Current Institution: Carnegie Mellon University

Abstract:
Analyzing Response Time in Systems with Redundant Requests

Reducing latency is a primary concern in computer systems. As cloud computing and resource sharing become more prevalent, the problem of how to reduce latency becomes more challenging because there is a high degree of variability in server speeds. Recent computer systems research has shown that the same job can take 12x or even 27x longer to run on one machine than another, due to varying background load, garbage collection, network contention, and other factors. This server variability is transient and unpredictable, making it hard to know how long a job will take to run on any given server, and therefore how best to dispatch and schedule jobs.

An increasingly popular strategy for combating server variability is redundancy. The idea is to create multiple copies of the same job, dispatch these copies to different servers, and wait for the first copy to complete service. A great deal of empirical computer systems research has demonstrated the benefits of redundancy: using redundancy can yield up to a 50% reduction in mean response time. As redundancy gains prominence in systems, in recent years the theoretical community has begun attempting to analyze performance in systems with redundancy. Unfortunately, most of this work provides only bounds and approximations for performance, and most makes simplifying assumptions for mathematical tractability that lead to unrealistically optimistic results.

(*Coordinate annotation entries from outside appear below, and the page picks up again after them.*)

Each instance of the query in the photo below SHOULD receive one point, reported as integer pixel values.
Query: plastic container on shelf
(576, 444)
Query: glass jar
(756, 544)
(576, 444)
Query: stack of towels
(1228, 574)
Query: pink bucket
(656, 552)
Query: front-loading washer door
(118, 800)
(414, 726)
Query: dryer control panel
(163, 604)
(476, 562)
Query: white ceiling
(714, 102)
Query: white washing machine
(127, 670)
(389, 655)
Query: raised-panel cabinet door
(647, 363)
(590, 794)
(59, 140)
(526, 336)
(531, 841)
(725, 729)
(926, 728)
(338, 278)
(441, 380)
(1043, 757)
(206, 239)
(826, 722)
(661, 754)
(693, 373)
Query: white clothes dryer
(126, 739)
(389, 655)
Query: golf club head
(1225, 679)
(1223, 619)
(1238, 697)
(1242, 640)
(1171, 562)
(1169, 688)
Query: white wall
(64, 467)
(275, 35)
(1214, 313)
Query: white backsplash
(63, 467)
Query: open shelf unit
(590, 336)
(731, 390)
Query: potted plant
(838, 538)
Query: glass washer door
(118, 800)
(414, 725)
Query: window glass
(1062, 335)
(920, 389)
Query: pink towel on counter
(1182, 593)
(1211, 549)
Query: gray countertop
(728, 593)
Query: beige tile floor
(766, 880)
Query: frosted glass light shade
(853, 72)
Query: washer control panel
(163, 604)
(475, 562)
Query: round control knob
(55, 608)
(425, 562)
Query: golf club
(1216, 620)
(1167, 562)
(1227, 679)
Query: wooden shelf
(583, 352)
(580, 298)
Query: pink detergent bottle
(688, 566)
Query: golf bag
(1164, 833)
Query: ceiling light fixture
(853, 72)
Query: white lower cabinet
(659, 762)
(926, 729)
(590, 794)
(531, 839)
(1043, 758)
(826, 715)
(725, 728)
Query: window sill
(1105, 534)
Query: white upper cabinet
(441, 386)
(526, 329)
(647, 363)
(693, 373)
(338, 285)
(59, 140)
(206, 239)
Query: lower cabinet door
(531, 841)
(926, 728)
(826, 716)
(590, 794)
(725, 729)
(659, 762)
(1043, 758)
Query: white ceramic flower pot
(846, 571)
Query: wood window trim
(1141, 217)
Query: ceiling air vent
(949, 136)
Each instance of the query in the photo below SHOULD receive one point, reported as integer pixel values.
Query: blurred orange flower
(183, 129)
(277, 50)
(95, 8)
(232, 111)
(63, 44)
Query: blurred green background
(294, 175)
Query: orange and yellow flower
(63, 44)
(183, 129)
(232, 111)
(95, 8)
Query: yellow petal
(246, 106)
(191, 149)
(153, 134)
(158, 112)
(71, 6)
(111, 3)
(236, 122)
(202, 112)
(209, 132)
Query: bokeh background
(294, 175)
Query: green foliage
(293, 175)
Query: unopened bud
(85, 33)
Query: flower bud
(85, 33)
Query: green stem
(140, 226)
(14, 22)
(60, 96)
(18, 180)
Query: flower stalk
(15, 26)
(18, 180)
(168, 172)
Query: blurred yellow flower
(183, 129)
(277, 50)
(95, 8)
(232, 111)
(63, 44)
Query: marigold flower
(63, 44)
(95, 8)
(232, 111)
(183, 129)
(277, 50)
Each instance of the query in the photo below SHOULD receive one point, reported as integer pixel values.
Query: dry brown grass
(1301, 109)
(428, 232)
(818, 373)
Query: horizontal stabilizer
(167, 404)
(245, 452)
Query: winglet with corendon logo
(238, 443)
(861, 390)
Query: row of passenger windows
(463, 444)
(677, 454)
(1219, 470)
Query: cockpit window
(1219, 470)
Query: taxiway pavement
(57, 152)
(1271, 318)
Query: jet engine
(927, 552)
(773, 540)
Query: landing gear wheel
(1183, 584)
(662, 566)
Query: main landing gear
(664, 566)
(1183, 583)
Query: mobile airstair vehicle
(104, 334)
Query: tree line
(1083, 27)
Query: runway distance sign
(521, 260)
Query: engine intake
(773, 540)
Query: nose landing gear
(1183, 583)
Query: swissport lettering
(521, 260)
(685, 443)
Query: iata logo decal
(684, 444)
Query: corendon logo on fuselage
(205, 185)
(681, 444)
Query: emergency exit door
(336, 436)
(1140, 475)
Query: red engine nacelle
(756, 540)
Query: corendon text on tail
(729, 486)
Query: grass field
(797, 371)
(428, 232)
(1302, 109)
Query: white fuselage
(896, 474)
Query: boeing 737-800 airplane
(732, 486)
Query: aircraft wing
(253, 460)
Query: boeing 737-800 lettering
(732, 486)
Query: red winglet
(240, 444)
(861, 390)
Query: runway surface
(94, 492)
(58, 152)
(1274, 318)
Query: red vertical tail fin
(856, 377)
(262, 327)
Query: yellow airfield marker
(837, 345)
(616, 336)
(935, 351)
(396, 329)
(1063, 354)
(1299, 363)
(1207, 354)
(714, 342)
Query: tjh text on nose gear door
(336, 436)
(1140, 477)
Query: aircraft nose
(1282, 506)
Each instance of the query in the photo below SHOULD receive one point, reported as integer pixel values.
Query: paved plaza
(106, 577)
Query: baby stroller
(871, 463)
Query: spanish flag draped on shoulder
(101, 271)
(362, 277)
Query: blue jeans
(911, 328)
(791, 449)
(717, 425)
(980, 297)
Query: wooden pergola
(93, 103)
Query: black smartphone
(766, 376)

The two major foci of my work are (1) to derive the first exact analysis of response time in systems with redundancy, and (2) to develop a more realistic model of redundancy and to design and analyze dispatching and scheduling policies that yield good performance within this model. We show that even in a realistic setting in which running multiple copies of the same job adds load to the system, it is possible to design redundancy policies that provably improve performance.

Bio:
Kristy is a PhD candidate in the Computer Science Department at Carnegie Mellon University, where she works with Mor Harchol-Balter. Her research interests are in queueing theory and performance modeling of computer systems. Her current work focuses on analyzing performance in systems with redundant requests, in which jobs create multiple copies of themselves but require only one copy to complete service. Kristy received an NSF Graduate Research Fellowship in 2012 and a Google Anita Borg Memorial Scholarship in 2016. She obtained her B.A. in Computer Science from Amherst College in 2012.